Note
Access to this page requires authorization. You can try signing in or changing directories.
Access to this page requires authorization. You can try changing directories.
The Apache Spark connector for SQL Server and Azure SQL is a high-performance connector that you can use to include transactional data in big data analytics and persist results for ad hoc queries or reporting. By using the connector, you can use any SQL database, on-premises or in the cloud, as an input data source or output data sink for Spark jobs.
Note
This connector isn't actively maintained. This article is only retained for archival purposes.
This library contains the source code for the Apache Spark Connector for SQL Server and Azure SQL platforms.
Apache Spark is a unified analytics engine for large-scale data processing.

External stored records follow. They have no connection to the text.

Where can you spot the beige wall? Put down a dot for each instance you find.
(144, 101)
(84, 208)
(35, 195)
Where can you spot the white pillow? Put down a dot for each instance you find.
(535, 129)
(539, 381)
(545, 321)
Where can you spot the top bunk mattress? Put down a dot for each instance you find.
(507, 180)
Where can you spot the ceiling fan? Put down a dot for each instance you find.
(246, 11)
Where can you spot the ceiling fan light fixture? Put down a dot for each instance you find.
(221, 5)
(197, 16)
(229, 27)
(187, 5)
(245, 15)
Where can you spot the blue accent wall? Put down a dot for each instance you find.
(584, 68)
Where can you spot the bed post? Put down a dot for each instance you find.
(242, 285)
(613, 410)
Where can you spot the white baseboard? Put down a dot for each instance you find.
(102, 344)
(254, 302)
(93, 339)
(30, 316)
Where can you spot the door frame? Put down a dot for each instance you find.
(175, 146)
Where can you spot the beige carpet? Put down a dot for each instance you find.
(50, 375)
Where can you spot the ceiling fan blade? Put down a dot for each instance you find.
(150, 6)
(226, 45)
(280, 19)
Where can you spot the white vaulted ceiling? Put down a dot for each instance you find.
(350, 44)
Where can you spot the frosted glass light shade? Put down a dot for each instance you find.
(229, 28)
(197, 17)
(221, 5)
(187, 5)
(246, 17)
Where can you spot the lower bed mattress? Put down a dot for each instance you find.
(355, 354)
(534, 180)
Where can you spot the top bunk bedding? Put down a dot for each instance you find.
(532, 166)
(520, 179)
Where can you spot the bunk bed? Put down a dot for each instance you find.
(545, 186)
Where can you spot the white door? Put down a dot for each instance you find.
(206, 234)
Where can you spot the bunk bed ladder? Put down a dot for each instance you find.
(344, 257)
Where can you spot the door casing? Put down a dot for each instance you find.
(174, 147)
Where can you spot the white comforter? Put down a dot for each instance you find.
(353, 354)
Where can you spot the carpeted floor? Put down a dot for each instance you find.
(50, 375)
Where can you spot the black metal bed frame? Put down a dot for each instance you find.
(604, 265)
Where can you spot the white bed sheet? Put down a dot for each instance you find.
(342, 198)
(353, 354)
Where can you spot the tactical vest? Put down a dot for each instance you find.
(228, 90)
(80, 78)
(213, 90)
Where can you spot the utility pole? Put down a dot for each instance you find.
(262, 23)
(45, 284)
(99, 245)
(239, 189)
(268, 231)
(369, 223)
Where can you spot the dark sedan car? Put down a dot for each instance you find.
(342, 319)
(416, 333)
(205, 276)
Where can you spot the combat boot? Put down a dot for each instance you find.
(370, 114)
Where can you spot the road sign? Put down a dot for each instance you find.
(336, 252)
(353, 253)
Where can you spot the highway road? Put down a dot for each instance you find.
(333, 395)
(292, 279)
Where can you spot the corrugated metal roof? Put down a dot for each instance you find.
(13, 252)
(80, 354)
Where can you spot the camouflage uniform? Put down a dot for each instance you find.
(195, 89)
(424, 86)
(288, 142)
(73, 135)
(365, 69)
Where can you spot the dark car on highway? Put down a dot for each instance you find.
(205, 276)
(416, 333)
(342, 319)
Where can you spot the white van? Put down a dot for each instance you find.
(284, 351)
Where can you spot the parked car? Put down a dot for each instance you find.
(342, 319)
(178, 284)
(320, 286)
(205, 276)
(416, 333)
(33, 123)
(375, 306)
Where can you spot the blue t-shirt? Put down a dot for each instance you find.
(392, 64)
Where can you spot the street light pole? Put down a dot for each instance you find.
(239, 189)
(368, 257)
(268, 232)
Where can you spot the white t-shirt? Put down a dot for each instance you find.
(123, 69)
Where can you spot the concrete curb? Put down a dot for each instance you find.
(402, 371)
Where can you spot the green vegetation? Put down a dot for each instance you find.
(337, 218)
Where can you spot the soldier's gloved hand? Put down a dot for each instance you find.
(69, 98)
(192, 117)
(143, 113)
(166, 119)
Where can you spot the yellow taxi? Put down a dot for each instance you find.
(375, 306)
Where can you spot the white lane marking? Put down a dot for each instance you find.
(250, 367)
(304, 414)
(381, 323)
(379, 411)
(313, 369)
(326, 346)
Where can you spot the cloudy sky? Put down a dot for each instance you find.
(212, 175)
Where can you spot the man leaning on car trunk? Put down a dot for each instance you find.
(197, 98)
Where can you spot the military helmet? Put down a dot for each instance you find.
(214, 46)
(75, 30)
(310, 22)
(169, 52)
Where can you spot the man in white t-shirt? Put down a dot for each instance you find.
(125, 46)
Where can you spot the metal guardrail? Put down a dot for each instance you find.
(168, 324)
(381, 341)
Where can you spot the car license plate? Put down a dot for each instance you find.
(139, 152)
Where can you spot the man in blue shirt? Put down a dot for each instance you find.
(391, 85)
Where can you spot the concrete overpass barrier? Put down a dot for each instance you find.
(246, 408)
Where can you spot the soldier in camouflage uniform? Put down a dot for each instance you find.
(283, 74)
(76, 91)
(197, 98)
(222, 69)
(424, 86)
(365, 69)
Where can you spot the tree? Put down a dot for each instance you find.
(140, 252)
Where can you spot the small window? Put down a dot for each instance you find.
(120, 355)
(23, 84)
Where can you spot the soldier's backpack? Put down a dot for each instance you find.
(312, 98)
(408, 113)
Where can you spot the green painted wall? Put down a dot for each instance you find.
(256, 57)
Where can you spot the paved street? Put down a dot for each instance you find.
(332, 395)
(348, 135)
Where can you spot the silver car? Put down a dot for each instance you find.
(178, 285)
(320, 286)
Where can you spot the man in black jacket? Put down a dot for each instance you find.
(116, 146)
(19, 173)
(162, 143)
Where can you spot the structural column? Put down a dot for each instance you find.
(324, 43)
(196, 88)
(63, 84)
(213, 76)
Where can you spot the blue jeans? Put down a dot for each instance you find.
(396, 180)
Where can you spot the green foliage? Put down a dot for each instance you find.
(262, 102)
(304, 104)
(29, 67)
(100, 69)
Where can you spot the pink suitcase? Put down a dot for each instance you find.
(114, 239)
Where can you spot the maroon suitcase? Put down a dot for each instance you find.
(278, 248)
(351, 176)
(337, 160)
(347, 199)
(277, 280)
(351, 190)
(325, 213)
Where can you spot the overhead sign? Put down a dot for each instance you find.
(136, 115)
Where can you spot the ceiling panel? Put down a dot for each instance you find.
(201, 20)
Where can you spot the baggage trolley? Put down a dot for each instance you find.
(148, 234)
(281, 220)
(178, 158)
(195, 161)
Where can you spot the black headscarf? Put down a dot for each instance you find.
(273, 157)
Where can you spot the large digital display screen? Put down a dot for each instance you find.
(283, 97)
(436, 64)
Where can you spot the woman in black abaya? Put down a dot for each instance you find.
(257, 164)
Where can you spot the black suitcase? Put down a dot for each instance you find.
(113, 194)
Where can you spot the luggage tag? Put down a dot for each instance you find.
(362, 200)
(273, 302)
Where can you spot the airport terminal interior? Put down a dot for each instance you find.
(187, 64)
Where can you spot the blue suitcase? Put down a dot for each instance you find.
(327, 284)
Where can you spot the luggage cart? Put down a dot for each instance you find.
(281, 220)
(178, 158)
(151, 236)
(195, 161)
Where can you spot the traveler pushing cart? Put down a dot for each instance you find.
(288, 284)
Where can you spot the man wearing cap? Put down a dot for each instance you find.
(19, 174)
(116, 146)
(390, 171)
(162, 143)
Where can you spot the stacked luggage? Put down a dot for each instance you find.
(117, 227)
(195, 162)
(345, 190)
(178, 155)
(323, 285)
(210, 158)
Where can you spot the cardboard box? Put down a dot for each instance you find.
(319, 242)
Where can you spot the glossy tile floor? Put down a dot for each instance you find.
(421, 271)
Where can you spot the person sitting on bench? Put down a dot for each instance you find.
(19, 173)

Two versions of the connector are available through Maven: a 2.4.x compatible version and a 3.0.x compatible version. Download the connectors from maven.org and import them using coordinates:
| Connector | Maven Coordinate |
|---|---|
| Spark 2.4.x compatible connector | com.microsoft.azure:spark-mssql-connector:1.0.2 |
| Spark 3.0.x compatible connector | com.microsoft.azure:spark-mssql-connector_2.12:1.1.0 |
| Spark 3.1.x compatible connector | com.microsoft.azure:spark-mssql-connector_2.12:1.2.0 |
You can also build the connector from source or download the JAR from the Release section in GitHub. For the latest information about the connector, see SQL Spark connector GitHub repository.
Supported features
- Support for all Spark bindings (Scala, Python, R)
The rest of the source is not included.